High Quality JMS Messaging.

Keepalive Mechanism

If a routing connection is established and one side disconnects, the other side (the other router) might not detect it. That's not a problem of SwiftMQ but one of the TCP protocol. To detect this invalid connections, SwiftMQ uses a keepalive mechanism on routing connections which works as follows:

If a connector of one router connects to a listener of another router, both sides pass different stages (connect, authentication, recovery, etc) until they reach the final delivery stage in which the actual message exchange takes place. The keepalive mechanism is started at the beginning of the delivery stage. Previous stages are protected by timers which ensure that such a stage will not stuck by waiting for a reply which will never happen due to a disconnect during that stage. If the timers are fired and the stage is in waiting mode, the connection will be disconnected.

The time after which such an "early" stage becomes invalid can be specified via attribute "stage-valid-timeout". Default is 15 seconds. Another attribute "reject-disconnect-delay" specifies the time after which a rejected connection (e.g. routername already connected, authentication failed) is closed. Both attributes are dependend on each other. If a connector connects to a listener, it initializes a timer with the value of "stage-valid-timeout". This ensures that the stages becomes invalid if no reply arrives. Say, the router name is already connected so the listener rejects the connection and sends a negative reply. The listener initializes a timer with the value of "reject-disconnect-delay" which leads to a physical close when the timer is fired.

The keepalive mechanism consists of keepalive messages which are sent from both sides of the connection in the interval specified in attribute "keepalive-interval" of the routing listener. This value is passed over to the connector during the connect stage. Each side has a counter which is initialized with 5. If a keepalive message is received, the counter is incremented. If a keepalive message is sent, the counter is decremented. If the counter reaches 0, the connection is probably invalid and is closed physically.

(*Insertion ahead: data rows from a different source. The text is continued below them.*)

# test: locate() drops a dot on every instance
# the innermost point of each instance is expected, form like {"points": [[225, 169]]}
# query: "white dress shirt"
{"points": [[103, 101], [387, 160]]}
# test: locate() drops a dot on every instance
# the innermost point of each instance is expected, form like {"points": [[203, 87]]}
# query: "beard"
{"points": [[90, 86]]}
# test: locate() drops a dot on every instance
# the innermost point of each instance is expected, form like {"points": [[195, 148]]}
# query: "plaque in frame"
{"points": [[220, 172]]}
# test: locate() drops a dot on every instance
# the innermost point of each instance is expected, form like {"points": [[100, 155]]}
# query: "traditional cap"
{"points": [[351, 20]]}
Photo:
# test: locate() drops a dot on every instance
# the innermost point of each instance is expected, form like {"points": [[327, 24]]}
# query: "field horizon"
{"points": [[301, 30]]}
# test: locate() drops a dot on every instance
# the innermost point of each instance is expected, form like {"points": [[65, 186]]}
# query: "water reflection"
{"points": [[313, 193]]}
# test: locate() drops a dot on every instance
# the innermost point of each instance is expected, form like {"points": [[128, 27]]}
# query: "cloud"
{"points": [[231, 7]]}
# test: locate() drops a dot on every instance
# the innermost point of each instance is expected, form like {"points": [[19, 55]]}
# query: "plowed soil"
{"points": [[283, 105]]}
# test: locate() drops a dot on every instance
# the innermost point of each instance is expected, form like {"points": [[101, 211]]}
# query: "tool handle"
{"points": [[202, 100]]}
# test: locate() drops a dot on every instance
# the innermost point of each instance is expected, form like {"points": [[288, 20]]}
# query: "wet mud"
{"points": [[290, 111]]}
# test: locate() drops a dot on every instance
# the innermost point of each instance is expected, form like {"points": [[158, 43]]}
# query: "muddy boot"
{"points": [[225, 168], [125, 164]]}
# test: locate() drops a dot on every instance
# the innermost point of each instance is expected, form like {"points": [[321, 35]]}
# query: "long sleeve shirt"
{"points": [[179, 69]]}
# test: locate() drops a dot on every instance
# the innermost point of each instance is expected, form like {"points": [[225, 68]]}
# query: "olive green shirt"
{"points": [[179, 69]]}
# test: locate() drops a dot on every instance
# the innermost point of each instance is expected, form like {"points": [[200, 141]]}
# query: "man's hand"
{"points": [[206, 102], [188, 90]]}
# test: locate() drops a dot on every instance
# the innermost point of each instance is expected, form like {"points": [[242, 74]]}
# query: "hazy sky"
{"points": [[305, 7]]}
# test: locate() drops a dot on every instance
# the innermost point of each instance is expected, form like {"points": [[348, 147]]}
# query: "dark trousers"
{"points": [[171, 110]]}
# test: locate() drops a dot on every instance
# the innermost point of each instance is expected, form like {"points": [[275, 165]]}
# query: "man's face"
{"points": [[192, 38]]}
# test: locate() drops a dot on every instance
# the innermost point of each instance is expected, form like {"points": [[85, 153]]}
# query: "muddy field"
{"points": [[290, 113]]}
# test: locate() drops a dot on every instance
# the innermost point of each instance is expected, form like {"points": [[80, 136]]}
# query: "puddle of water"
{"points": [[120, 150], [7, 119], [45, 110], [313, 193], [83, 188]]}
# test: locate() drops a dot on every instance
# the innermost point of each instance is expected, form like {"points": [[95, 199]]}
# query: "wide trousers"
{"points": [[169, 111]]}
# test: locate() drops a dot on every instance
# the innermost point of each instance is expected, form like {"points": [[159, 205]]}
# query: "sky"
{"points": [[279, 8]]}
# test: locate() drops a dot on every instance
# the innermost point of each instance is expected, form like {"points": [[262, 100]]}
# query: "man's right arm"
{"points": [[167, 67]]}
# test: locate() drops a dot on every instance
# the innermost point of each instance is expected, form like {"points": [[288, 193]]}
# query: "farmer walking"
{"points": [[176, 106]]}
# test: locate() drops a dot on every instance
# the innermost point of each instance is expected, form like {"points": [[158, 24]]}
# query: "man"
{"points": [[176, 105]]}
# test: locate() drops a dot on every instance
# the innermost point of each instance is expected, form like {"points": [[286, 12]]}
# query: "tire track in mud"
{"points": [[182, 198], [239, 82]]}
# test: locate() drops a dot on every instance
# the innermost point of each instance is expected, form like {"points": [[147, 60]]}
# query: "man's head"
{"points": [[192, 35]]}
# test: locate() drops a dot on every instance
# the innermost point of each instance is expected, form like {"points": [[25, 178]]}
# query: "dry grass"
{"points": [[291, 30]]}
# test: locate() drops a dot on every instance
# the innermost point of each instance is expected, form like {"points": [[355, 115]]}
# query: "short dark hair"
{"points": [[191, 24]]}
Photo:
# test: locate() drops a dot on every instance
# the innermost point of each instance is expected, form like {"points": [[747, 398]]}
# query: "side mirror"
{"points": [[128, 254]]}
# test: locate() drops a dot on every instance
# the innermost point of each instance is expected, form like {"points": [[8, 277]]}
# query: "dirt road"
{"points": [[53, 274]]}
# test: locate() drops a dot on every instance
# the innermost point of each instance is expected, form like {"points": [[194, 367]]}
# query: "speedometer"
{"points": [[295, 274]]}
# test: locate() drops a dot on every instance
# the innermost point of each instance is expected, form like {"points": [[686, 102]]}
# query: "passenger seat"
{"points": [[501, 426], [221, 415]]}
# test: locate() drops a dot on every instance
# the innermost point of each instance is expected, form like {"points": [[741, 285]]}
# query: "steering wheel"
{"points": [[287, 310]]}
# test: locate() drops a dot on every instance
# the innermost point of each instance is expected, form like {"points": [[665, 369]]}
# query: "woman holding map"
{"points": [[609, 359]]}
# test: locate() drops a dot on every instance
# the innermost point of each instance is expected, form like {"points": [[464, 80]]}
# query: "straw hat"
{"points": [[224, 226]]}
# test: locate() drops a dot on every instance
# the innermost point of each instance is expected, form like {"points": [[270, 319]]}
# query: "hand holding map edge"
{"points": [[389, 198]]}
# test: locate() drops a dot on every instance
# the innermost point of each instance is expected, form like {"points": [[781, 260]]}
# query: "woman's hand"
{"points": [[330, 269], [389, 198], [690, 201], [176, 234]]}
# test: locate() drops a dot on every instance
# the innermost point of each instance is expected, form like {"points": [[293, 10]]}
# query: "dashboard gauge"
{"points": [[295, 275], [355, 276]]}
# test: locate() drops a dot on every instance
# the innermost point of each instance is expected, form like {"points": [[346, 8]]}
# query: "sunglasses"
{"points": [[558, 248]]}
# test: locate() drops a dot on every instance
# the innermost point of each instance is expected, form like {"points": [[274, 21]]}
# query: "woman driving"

A routing connection is valid before the keepalive counter reaches 0. However, it might be already disconnected at one end and that router tries to reconnect which, in turn, will be rejected, because a given router can only be connected once. The other router is able to reconnect after the routing connection has been closed due to the keepalive mechanism. Therefore, the maximum time a router has to wait until it is able to reconnect is 5 * <keepaliveinterval>. The attribute "keepalive-interval" of the routing listener can be set to a lower value to shorten this time.